The lsb.hosts file contains host-related configuration information for the server hosts in the cluster. It is also used to define host groups, host partitions, and compute units.
This file is optional. All sections are optional.
By default, this file is installed in LSB_CONFDIR/cluster_name/configdir.
Optional. Defines the hosts, host types, and host models used as server hosts, and contains per-host configuration information. If this section is not configured, LSF uses all hosts in the cluster (the hosts listed in lsf.cluster.cluster_name) as server hosts.
The entries in a line for a host override the entries in a line for its model or type.
When you modify the cluster by adding or removing hosts, no changes are made to lsb.hosts. This does not affect the default configuration, but if hosts, host models, or host types are specified in this file, you should check this file whenever you make changes to the cluster and update it manually if necessary.
The first line consists of keywords identifying the load indices that you wish to configure on a per-host basis. The keyword HOST_NAME must be used; the others are optional. Load indices not listed on the keyword line do not affect scheduling decisions.
Each subsequent line describes the configuration information for one host, host model or host type. Each line must contain one entry for each keyword. Use empty parentheses ( ) or a dash (-) to specify the default value for an entry.
Specifies a threshold for exited jobs. Specify a number of jobs. If the number of jobs that exit over a period of time specified by JOB_EXIT_RATE_DURATION in lsb.params (5 minutes by default) exceeds the number of jobs you specify as the threshold in this parameter, LSF invokes LSF_SERVERDIR/eadmin to trigger a host exception.
EXIT_RATE for a specific host overrides a default GLOBAL_EXIT_RATE specified in lsb.params.
Enables automatic job migration and specifies the migration threshold for checkpointable or rerunnable jobs, in minutes.
LSF automatically migrates jobs that have been in the SSUSP state for more than the specified number of minutes. Specify a value of 0 to migrate jobs immediately upon suspension. The migration threshold applies to all jobs running on the host.
Job-level command line migration threshold overrides threshold configuration in application profile and queue. Application profile configuration overrides queue level configuration. When a host migration threshold is specified, and is lower than the value for the job, the queue, or the application, the host value is used.
Does not affect MultiCluster jobs that are forwarded to a remote cluster.
The number of job slots on the host.
With MultiCluster resource leasing model, this is the number of job slots on the host that are available to the local cluster.
Use “!” to make the number of job slots equal to the number of CPUs on a host.
For the reserved host name default, “!” makes the number of job slots equal to the number of CPUs on all hosts in the cluster not otherwise referenced in the section.
By default, the number of running and suspended jobs on a host cannot exceed the number of job slots. If preemptive scheduling is used, the suspended jobs are not counted as using a job slot.

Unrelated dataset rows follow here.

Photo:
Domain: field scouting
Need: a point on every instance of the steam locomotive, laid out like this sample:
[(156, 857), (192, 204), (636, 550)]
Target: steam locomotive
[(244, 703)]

On multiprocessor hosts, to fully use the CPU resource, make the number of job slots equal to or greater than the number of processors.

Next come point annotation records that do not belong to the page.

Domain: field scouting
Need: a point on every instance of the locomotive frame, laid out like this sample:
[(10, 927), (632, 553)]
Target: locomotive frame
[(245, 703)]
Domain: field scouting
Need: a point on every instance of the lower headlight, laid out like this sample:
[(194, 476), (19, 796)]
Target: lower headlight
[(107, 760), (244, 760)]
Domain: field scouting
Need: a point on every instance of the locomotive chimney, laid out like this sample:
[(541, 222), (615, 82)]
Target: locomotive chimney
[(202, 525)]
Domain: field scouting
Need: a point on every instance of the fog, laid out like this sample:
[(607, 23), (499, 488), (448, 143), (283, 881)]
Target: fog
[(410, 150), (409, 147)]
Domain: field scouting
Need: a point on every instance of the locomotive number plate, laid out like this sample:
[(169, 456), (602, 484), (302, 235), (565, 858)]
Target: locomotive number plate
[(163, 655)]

Specify io, it, ls, mem, pg, r15s, r1m, r15m, swp, tmp, ut, or a non-shared custom external load index as a column. Specify multiple columns to configure thresholds for multiple load indices.

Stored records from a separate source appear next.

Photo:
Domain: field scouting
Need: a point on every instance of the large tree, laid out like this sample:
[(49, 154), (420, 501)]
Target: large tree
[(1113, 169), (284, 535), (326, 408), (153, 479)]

Scheduling and suspending thresholds for dynamic load indices supported by LIM, including external load indices.
Each load index column must contain either the default entry or two numbers separated by a slash ‘/’, with no white space. The first number is the scheduling threshold for the load index; the second number is the suspending threshold.
Queue-level scheduling and suspending thresholds are defined in lsb.queues. If both files specify thresholds for an index, those that apply are the most restrictive ones.
Begin Host
HOST_NAME MXJ JL/U r1m pg DISPATCH_WINDOW
hostA 1 - 0.6/1.6 10/20 (5:19:00-1:8:30 20:00-8:30)
SUNSOL 1 - 0.5/2.5 - 23:00-8:00
default 2 1 0.6/1.6 20/40 ()
End Host
SUNSOL is a host type defined in lsf.shared. This example Host section configures one host and one host type explicitly and configures default values for all other load-sharing hosts.
HostA runs one batch job at a time. A job will only be started on hostA if the r1m index is below 0.6 and the pg index is below 10; the running job is stopped if the r1m index goes above 1.6 or the pg index goes above 20. HostA only accepts batch jobs from 19:00 on Friday evening until 8:30 Monday morning and overnight from 20:00 to 8:30 on all other days.
For hosts of type SUNSOL, the pg index does not have host-specific thresholds and such hosts are only available overnight from 23:00 to 8:00.
The entry with host name default applies to each of the other hosts in the cluster. Each host can run up to two jobs at the same time, with at most one job from each user. These hosts are available to run jobs at all times. Jobs may be started if the r1m index is below 0.6 and the pg index is below 20, and a job from the lowest priority queue is suspended if r1m goes above 1.6 or pg goes above 40.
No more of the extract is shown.